Plotting Meters Gained and Conceded

Motivation
I’ve been interested in visualizing the relationship between meters gained or conceded and overall team success. My data shows that the best teams gain the most meters and concede the fewest. This makes sense even without the numbers; teams need to move the ball towards the opposition try line to score.

I also was interested in seeing how teams were trending in meters gained and conceded. Do these trends help illustrate personnel or tactical changes within teams? I went ahead and plotted the figure below.

Explanation
There’s a lot going on so I’ll make sure things are clear. First, I’ve created the same plot for each core team with the same scales for easy comparison between teams. I eliminated non-core teams since their low number of games created noisy and truncated graphs. The dots display meters gained (blue) and meters conceded (green) for each game played this year. The lines show the teams’ trends across the games. Games are displayed in chronological order left to right; Dubai is on your left and the most recent games in Hong Kong are on the right. The colored vertical shading represents individual tournaments.

Analysis
Take Russia for example. Their meters conceded in defense (green dots and line) were very poor in Dubai. But they improved and from Sydney on, have mostly remained the same. On the other side of the ball, in attack, they were poor in Dubai as well. But they improved, culminating in a Challenge Trophy victory in Sydney, before dropping off again.
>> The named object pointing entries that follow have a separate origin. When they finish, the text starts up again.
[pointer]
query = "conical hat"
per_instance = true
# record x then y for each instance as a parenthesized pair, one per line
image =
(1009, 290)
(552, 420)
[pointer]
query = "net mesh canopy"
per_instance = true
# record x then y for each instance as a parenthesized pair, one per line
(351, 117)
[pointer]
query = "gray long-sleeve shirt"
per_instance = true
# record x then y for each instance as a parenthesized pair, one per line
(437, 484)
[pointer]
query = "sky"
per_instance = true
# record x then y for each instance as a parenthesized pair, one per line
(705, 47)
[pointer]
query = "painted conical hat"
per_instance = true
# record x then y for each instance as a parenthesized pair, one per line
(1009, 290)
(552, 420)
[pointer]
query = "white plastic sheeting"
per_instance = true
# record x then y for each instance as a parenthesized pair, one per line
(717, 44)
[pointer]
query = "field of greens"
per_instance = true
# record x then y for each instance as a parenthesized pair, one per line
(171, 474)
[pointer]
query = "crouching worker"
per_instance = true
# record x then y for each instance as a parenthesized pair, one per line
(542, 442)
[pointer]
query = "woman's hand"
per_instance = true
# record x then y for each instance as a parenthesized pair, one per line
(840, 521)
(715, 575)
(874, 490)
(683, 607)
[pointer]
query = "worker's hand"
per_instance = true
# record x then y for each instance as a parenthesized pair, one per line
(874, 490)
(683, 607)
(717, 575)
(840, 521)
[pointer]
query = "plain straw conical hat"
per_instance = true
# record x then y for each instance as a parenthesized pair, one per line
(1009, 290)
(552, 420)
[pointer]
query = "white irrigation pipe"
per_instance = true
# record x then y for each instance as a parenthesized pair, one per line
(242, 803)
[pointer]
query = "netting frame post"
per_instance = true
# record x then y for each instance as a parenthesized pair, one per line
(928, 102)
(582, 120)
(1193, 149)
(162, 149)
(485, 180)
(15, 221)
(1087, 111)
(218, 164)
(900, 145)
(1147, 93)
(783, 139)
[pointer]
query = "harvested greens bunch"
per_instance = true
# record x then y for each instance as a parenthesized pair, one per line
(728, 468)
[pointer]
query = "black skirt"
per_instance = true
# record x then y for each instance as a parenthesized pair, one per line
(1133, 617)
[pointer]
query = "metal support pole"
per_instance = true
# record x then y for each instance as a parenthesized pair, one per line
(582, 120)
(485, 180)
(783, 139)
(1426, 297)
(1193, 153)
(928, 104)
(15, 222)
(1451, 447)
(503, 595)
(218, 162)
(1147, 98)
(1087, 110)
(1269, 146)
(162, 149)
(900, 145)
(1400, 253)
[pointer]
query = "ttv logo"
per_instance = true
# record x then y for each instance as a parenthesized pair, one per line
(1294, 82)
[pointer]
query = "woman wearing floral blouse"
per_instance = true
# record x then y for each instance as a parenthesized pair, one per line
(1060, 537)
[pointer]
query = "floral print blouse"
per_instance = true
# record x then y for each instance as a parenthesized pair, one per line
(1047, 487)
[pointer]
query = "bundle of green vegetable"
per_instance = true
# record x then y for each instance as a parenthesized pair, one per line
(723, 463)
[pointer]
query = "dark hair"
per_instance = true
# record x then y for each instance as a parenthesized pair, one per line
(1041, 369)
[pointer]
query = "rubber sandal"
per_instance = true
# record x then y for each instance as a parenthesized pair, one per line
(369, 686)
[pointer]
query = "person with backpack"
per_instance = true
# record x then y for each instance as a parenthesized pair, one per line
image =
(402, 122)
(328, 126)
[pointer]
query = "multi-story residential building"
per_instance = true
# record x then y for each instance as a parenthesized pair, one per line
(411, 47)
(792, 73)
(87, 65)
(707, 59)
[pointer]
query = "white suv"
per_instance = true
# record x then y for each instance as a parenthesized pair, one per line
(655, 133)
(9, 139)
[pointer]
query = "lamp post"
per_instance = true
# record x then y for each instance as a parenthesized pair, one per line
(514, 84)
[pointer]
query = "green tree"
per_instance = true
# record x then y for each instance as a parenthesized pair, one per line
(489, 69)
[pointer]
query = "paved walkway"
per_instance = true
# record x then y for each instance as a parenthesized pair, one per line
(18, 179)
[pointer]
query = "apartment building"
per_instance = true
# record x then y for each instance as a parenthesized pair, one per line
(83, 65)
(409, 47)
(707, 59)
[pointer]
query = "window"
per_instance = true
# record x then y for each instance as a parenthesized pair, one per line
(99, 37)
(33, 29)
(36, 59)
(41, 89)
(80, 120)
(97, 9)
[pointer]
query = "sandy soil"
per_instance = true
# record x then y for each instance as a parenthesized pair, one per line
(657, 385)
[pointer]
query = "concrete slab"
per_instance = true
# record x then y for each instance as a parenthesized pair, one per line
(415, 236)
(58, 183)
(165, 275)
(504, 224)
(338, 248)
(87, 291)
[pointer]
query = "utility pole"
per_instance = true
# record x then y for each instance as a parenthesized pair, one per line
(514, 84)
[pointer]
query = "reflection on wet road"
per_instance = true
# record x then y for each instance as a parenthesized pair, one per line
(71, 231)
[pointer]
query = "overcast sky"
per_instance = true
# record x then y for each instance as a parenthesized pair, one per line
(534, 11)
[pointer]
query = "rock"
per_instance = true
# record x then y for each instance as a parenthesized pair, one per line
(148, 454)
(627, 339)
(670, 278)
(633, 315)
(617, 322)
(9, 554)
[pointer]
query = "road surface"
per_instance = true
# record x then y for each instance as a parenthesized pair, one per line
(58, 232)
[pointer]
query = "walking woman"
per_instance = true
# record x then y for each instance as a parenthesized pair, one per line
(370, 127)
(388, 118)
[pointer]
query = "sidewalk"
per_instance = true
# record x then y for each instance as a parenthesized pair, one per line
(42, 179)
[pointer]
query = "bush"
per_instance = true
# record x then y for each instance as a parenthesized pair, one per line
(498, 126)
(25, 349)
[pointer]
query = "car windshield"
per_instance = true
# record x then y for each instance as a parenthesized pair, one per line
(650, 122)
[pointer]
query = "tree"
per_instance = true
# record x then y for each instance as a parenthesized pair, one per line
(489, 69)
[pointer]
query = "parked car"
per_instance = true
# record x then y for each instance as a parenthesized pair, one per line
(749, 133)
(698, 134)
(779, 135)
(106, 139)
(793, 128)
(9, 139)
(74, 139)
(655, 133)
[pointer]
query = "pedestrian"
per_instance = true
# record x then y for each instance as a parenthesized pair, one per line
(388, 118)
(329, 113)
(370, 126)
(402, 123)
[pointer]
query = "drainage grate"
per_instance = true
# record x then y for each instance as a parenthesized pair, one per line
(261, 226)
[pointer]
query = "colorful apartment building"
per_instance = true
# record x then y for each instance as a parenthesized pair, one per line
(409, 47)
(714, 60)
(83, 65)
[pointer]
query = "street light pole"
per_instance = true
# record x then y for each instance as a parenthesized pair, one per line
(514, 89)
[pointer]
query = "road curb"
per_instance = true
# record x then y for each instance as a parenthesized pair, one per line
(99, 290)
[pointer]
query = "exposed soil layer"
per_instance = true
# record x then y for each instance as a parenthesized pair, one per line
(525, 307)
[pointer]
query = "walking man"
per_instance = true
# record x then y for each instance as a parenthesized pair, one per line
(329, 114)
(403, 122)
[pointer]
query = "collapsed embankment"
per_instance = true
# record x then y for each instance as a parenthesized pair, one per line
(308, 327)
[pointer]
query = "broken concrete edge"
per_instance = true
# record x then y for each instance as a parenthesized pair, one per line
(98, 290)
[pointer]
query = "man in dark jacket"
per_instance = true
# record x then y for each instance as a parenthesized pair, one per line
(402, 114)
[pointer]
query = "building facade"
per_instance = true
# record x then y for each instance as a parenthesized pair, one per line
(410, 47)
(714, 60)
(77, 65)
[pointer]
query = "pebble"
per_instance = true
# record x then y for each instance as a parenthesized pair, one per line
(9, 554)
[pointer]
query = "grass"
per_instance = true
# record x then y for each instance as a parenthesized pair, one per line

England and Fiji have been notably consistent in their success. Both have maintained what looks to be an average 50-75 meter per game advantage over their opponents. Meanwhile, the series-leading Blitzboks were incredible to start the season, but have seen a consistent increase in meters conceded and more recently, a decline in their meters gained. Their loss of advantage in meters gained and conceded correlates with some of their worst results of the season. In their Hong Kong semi-final they needed overtime to get by the USA before suffering their worst defeat of the year, 22-0 to Fiji in the final.

Australia is another interesting case. En route to bronze in Hong Kong, they managed victories over England, Argentina, and the USA all while being out-gained in meters. Considering the wide variation in meters gained and conceded from game to game, their wins could be the result of pure luck, rather than some team tactic that involves scoring without gaining meters. I would not have seen this without the chart above and it’s something to keep an eye on in Singapore.

Summary
I think this chart has promise and I’ll likely reproduce it after future tournaments. It helps illustrate overall team success and failure through the series and provides a quick comparison between teams. Trends can be noticed quicker than with tabular data and this same display with different metrics could provide similar insight.

P.S. – Technical Mechanics
I do nearly everything in Python and the above chart was created using FacetGrid and RegPlot from the Seaborn library. My first attempt was with Seaborn’s lmplot (which is a combination of FacetGrid and RegPlot) but I was having trouble creating the colored vertical bands. Not saying it’s not possible to do it with lmplot but I solved it by building the FacetGrid myself.